It is a bit of a special case, and I can see why you would want to not keep all treeViewItems in memory normally, instead creating and destroying them as the tree is scrolled, as is the current behaviour.
BUT, in my program I have many custom components, some of which have state that I want to keep. I won't get into too many details on this, but it's not the kind of state that makes sense to keep in a model, since it only affects the view, not the model itself...
Also, some of those components are a bit heavyweight, and I'd rather just keep them alive and not have them created/deleted all the time, since the treeView does not contain all that many treeViewItems...
Is there a way of turning off this creation/deletion without cloning the TreeView code that I've overlooked?
When I try that I get Access violation error inside the RowItem contructor when I scroll.
I haven't tried making a simple example to test if it happens also in there or if it is just my code causing it yet...
No matter, I'll try that up next, or perhaps just bite the bullet and store the custom component state in the model, it might come in handy up the road :)

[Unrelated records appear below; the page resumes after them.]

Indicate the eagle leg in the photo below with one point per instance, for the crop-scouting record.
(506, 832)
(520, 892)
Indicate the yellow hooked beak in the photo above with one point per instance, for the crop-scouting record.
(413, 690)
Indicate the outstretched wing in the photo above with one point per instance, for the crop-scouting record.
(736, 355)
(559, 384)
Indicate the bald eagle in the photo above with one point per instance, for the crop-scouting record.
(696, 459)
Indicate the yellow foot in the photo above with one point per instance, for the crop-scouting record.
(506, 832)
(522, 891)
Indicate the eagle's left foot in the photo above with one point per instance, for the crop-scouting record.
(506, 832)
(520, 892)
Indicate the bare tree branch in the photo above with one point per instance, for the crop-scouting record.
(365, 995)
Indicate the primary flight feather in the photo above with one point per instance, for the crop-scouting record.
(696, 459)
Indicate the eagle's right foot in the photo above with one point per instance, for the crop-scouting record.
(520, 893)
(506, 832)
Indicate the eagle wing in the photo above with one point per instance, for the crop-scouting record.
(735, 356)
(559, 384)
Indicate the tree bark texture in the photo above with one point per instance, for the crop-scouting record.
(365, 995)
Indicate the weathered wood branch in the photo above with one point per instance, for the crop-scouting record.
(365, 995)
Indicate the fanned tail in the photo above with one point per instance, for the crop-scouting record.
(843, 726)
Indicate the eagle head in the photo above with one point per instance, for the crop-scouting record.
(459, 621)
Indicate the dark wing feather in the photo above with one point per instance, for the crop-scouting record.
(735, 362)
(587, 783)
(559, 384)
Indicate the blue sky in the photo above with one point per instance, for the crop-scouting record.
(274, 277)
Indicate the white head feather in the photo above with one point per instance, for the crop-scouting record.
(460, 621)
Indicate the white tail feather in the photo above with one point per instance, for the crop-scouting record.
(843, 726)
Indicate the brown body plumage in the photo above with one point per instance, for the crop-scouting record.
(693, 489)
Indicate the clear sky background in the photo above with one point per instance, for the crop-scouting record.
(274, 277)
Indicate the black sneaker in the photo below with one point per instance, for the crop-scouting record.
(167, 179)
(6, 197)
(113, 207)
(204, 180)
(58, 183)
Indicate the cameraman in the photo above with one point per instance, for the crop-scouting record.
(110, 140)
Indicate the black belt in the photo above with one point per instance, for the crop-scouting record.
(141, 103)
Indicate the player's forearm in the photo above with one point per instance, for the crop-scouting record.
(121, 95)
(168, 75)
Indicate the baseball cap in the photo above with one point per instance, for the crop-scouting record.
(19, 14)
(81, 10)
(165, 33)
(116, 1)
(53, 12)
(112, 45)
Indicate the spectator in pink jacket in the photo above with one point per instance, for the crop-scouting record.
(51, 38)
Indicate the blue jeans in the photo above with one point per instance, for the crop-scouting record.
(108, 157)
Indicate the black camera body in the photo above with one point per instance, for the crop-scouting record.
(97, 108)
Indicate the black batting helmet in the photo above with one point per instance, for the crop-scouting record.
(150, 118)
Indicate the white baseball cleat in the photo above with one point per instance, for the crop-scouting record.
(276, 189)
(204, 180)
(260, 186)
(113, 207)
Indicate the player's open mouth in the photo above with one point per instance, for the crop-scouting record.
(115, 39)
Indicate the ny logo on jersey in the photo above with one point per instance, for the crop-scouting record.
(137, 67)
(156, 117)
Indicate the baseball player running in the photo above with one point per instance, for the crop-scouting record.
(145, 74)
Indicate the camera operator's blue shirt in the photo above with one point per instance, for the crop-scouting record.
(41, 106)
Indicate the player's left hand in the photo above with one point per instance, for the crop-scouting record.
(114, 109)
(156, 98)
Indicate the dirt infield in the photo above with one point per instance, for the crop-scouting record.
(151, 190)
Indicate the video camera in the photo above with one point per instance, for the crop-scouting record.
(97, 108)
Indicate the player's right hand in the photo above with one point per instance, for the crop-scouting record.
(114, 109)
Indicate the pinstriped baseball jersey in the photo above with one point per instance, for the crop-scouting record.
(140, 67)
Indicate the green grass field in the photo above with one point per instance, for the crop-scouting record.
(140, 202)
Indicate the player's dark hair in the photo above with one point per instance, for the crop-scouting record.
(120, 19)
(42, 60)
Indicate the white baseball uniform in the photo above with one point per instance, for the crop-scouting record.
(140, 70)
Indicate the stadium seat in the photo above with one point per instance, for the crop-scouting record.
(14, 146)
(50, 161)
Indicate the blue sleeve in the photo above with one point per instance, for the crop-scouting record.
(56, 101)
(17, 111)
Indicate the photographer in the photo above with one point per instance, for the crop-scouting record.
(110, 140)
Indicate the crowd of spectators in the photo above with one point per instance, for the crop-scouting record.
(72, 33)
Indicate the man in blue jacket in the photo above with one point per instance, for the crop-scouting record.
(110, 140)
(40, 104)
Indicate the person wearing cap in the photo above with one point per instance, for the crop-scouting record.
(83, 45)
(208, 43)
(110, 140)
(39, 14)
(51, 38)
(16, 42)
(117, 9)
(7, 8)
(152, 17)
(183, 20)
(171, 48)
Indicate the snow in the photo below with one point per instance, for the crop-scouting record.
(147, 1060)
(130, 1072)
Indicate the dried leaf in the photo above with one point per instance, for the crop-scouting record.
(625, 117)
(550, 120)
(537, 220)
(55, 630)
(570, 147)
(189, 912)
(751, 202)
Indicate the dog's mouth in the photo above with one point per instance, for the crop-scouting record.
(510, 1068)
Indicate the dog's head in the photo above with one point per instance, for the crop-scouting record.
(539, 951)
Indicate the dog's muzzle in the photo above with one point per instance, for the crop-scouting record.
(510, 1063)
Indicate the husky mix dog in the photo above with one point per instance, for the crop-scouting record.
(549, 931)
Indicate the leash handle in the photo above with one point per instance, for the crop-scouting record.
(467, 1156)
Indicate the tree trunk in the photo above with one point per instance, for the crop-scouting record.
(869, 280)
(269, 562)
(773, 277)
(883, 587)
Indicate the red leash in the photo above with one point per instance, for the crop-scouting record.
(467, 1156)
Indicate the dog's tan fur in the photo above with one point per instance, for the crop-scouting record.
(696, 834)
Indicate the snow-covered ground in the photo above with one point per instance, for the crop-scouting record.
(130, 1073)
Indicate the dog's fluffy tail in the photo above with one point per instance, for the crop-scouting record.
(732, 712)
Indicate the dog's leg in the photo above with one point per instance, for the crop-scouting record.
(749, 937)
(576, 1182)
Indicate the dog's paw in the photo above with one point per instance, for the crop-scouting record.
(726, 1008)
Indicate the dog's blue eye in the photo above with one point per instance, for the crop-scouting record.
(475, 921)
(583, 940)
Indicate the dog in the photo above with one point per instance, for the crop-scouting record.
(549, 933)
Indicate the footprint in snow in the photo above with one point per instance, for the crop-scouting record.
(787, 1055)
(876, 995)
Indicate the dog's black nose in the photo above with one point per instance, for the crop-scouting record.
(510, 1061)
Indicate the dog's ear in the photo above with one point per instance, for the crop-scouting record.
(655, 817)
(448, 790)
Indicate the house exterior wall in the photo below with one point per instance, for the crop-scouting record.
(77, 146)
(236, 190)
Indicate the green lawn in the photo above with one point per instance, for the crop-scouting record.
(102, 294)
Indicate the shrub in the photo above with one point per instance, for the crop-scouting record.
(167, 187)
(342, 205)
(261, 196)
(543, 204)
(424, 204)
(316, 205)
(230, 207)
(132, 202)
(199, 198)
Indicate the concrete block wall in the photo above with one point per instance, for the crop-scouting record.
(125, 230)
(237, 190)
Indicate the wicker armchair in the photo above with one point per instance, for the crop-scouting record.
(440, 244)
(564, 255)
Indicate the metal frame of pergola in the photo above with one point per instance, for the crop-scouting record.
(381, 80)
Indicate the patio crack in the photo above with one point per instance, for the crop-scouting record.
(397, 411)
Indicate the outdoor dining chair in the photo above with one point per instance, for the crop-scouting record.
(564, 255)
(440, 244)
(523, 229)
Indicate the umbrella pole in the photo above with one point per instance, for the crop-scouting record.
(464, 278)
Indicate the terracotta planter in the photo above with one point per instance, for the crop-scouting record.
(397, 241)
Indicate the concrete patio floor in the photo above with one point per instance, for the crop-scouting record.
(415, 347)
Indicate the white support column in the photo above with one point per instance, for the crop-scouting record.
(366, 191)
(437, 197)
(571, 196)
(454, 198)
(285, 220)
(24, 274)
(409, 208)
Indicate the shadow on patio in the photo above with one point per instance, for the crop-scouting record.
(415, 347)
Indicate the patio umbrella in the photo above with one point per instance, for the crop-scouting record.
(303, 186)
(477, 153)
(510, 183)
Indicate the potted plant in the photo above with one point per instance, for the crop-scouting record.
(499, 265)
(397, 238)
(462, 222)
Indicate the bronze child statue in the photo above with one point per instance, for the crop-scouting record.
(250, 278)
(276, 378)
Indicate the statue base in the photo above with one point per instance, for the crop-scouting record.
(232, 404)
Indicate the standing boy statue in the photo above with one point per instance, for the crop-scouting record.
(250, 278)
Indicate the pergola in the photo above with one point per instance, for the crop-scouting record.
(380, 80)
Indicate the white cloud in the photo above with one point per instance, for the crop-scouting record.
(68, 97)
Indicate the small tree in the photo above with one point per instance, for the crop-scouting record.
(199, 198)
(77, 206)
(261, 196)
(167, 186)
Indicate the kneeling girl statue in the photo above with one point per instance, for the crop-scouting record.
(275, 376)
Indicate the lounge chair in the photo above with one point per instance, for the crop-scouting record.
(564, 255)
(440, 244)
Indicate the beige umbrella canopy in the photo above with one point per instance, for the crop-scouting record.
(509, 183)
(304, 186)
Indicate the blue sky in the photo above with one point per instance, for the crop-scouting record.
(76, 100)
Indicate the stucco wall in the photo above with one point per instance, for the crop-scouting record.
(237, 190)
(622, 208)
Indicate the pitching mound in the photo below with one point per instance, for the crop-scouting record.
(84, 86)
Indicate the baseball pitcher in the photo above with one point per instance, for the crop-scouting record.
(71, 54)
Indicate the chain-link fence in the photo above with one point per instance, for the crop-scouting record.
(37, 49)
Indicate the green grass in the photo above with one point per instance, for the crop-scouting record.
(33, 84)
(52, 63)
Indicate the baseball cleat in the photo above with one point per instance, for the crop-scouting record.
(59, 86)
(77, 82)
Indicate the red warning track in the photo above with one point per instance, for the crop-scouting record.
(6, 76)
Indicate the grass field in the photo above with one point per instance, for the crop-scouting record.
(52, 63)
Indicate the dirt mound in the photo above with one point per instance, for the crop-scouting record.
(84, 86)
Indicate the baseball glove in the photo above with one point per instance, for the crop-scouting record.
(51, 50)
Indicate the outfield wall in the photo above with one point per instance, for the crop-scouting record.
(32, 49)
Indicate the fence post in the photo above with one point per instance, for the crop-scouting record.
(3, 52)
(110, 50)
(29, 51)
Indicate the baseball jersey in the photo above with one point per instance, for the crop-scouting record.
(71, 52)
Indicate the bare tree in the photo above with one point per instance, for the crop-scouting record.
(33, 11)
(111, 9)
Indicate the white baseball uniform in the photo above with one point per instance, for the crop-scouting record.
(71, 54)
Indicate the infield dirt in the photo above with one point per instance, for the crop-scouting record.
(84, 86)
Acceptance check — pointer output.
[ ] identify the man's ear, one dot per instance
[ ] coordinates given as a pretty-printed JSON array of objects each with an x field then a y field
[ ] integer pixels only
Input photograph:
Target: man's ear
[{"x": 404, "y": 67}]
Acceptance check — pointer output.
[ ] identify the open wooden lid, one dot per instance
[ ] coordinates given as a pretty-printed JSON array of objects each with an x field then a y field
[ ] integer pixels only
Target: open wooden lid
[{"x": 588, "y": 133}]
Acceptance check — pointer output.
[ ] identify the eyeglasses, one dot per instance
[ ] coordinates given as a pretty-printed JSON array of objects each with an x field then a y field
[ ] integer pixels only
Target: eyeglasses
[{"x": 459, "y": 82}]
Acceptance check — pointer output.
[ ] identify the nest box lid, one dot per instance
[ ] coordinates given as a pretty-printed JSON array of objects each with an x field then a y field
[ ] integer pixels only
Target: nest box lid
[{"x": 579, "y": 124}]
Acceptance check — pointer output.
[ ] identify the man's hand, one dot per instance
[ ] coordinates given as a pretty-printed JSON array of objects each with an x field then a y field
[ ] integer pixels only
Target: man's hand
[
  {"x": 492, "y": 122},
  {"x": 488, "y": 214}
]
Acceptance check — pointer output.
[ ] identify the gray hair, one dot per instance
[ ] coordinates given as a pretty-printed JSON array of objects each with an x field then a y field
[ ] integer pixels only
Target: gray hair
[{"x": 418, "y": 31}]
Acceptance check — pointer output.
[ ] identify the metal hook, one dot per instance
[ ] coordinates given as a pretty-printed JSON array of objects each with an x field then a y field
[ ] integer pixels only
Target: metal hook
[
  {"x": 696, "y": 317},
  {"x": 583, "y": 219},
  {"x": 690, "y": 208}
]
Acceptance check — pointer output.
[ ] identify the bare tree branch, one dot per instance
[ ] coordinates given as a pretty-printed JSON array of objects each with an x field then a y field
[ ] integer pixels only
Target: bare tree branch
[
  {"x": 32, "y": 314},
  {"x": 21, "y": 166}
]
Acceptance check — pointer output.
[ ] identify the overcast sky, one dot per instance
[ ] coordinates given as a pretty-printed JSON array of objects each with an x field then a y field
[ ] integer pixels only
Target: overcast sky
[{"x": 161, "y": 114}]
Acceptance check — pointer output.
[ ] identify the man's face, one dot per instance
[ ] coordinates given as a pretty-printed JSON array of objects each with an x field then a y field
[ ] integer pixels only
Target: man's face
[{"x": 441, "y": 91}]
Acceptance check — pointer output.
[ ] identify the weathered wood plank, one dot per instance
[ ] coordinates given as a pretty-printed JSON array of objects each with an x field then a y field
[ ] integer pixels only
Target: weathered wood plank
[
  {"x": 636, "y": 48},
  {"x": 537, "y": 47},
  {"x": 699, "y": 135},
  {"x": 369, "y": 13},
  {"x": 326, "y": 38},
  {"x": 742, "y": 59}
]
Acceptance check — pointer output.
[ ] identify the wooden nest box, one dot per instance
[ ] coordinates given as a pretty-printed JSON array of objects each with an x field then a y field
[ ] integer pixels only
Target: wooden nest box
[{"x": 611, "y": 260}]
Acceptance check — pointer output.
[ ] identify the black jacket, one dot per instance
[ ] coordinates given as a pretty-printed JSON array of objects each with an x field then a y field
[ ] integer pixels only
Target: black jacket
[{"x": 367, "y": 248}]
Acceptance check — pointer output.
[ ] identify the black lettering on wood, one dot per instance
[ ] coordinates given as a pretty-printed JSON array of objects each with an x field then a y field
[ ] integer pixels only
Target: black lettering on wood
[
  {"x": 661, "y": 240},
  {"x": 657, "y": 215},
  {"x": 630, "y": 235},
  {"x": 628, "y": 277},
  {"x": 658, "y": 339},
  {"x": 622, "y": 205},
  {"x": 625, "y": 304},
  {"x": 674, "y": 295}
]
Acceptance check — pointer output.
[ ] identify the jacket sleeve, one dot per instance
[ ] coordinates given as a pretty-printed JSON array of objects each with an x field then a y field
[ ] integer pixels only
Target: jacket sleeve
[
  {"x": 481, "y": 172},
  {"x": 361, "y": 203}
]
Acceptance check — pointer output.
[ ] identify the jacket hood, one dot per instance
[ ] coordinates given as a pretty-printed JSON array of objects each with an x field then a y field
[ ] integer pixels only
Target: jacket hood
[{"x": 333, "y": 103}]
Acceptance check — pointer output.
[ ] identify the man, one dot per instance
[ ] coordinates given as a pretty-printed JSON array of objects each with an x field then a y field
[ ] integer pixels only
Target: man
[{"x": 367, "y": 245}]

I’m creating some custom midi regions in my treeview. If I select one that’s in view and then scroll so it’s out of view and I select a different, any that are previously selected have been deleted and I end up with some EXC_BAD_ACCESS errors when code that deselects them is called. Even tho i’m checking for nullptrs, this still happens.
Is there a way to make the treeView not delete a selected item even if it’s not in the viewport or visible?
The solution I ended up with for the cases where I absolutely needed the TreeViewItem and Component to share data, was to maintain a third object that they both wrote/read from, which persisted.
You COULD alternatively use WeakReference to point to the Component, and use a messagemanagerlock when accessing the component you get from the WeakReference to make sure the Component is not deleted after you’ve gotten the reference to it… But that is potentially very inefficient, unless you hold the lock for very brief amounts of time.